Which database will offer faster writes, Cassandra or MongoDB?
Write in MongoDB needs to update applicable indexes whereas its not required for Cassandra.
What are the challenges of sharding data while fetching data?
Note: Mongo does local sorting on each shard followed by merge sort in the primary shard.
Cassandra doesn’t allow queries where the partition is not filtered (not always??): TBD
You need to serve both real-time queries and analytical queries. How will you approach it?
In MongoDB, analytical queries can be served from replicas with indexes tuned for analytical queries. No need to use the real-time indexes on the replica.
In Cassandra, we need to duplicate data with a different Primary key.
Is the process of creating a sharding key in Mongo equivalent to creating a Partition or Primary key in Cassandra?
Partition Key.
What are the rules to create a good partition or sharding key?
High uniqueness so that data is evenly distributed.
Tactic: Make it a compound key with a monotonically increasing key (e.g. counter or ts) at the end of the compound key.

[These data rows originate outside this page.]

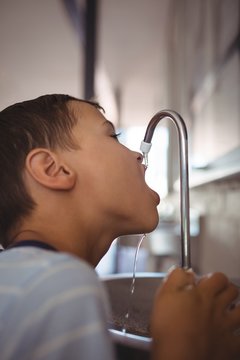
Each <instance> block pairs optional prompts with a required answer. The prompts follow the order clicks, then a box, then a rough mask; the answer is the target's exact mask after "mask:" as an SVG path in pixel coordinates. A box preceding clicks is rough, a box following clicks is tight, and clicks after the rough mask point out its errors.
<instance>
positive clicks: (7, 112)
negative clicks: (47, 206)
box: [0, 94, 100, 247]
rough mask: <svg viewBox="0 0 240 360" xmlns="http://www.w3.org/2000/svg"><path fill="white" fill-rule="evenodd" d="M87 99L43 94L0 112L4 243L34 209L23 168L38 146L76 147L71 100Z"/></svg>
mask: <svg viewBox="0 0 240 360" xmlns="http://www.w3.org/2000/svg"><path fill="white" fill-rule="evenodd" d="M71 100H75V101H83V102H86V103H89V104H91V105H94V106H96V107H98V108H100V106H99V105H98V104H96V103H94V102H91V101H85V100H79V99H76V98H74V97H72V96H69V95H62V94H52V95H43V96H40V97H38V98H36V99H33V100H28V101H23V102H20V103H17V104H14V105H11V106H9V107H7V108H6V109H4V110H2V111H1V112H0V169H1V175H0V243H1V244H2V246H3V247H6V246H8V245H9V244H10V243H11V239H10V238H9V232H10V231H11V229H13V228H14V227H16V226H17V224H18V223H19V221H21V219H22V218H23V217H25V216H27V215H29V214H30V212H31V211H32V210H33V209H34V206H35V203H34V201H33V199H32V198H31V196H30V195H29V194H28V192H27V190H26V187H25V184H24V181H23V169H24V166H25V159H26V157H27V155H28V153H29V152H30V151H31V150H32V149H34V148H37V147H42V148H48V149H51V150H54V149H55V148H56V147H61V148H68V149H71V148H74V141H73V139H72V128H73V127H74V125H75V124H76V123H77V118H76V117H75V116H74V114H73V113H71V111H70V107H69V106H68V105H67V103H68V102H69V101H71Z"/></svg>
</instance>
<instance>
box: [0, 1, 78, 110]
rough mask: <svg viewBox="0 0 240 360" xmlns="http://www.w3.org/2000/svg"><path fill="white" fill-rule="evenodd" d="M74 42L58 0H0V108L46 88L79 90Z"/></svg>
mask: <svg viewBox="0 0 240 360" xmlns="http://www.w3.org/2000/svg"><path fill="white" fill-rule="evenodd" d="M79 45H80V44H79V40H78V38H77V36H76V34H75V32H74V29H73V26H72V24H71V22H70V20H69V18H68V15H67V13H66V11H65V9H64V6H63V4H62V2H61V1H58V0H51V1H47V0H42V1H37V0H35V1H34V0H21V1H18V0H1V3H0V47H1V56H0V94H1V96H0V109H2V108H4V107H6V106H8V105H10V104H12V103H14V102H17V101H22V100H26V99H29V98H34V97H37V96H39V95H42V94H46V93H55V92H57V93H61V92H62V93H69V94H71V95H74V96H81V94H82V83H83V79H82V70H83V69H82V66H83V64H82V63H83V50H82V49H81V47H80V46H79Z"/></svg>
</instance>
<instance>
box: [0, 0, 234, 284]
mask: <svg viewBox="0 0 240 360" xmlns="http://www.w3.org/2000/svg"><path fill="white" fill-rule="evenodd" d="M0 49H1V50H0V108H1V109H3V108H4V107H6V106H8V105H10V104H12V103H14V102H18V101H22V100H26V99H30V98H34V97H37V96H39V95H42V94H46V93H65V94H70V95H73V96H76V97H80V98H85V99H95V100H97V101H99V102H100V103H101V105H102V106H103V107H104V108H105V110H106V116H107V118H108V119H109V120H111V121H112V122H113V123H114V124H115V126H116V128H117V129H119V131H121V133H122V135H121V137H120V142H123V143H124V144H126V145H127V146H129V147H130V148H133V149H135V150H139V145H140V142H141V140H142V138H143V135H144V132H145V129H146V126H147V124H148V122H149V120H150V118H151V117H152V116H153V115H154V114H155V113H156V112H157V111H159V110H162V109H166V108H168V109H173V110H175V111H177V112H179V113H180V114H181V115H182V117H183V118H184V120H185V122H186V125H187V128H188V134H189V162H190V169H189V171H190V207H191V209H190V217H191V247H192V265H193V268H194V269H195V270H196V271H197V272H199V273H206V272H212V271H223V272H225V273H226V274H227V275H228V276H230V277H233V278H234V277H235V278H237V277H239V276H240V0H51V1H49V0H41V1H39V0H0ZM147 181H148V183H149V184H150V185H151V186H152V187H153V188H154V189H156V190H157V191H158V192H159V193H160V195H161V199H162V201H161V204H160V205H159V213H160V222H159V226H158V227H157V229H156V230H155V231H154V232H153V233H152V234H149V235H148V236H147V237H146V239H144V241H143V244H142V246H141V248H140V251H139V256H138V265H137V270H138V271H166V269H168V268H169V266H171V265H172V264H179V261H180V227H179V204H180V201H179V161H178V140H177V134H176V129H175V128H174V126H173V125H172V123H171V122H169V121H168V120H163V121H161V124H160V125H159V126H158V128H157V131H156V132H155V134H154V138H153V148H152V150H151V152H150V158H149V169H148V171H147ZM136 211H137V209H136ZM139 239H140V236H138V235H136V236H125V237H122V238H120V239H117V240H116V241H115V242H114V244H113V246H112V247H111V249H110V251H109V252H108V254H107V255H106V256H105V258H104V259H103V260H102V261H101V263H100V264H99V266H98V268H97V270H98V272H99V273H100V274H102V275H104V274H107V273H114V272H126V271H132V269H133V260H134V254H135V250H136V245H137V243H138V241H139Z"/></svg>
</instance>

This additional key not part of the actual data is called a surrogate key.
What are the two database-neutral steps while doing data modeling?
Conceptual data model (know your data, entities, and relationships)
Application Workflow & Access Patterns (know your queries, frequency & freshness)
List four different bugs which can come due to the parallelization of transactions (w/o isolation i.e. w/o serializing them).
What are different isolation levels defined by the SQL standard?
READ UNCOMMITTED (All anomalies, No Lock)
READ COMMITTED
REPEATABLE READ* (Lock on Row)
SERIALIZABLE (No anomaly, Lock on table)
Which database will offer faster reads, Cassandra or MongoDB?
Data in Cassandra, at any given time, can be spread across multiple SSL tables in disk and memtables in memory. For reading, we need to read and consolidate tables from multiple tables whereas we don’t have such a requirement for Mongo. Hence, MongoDB is supposed to be faster for read operations.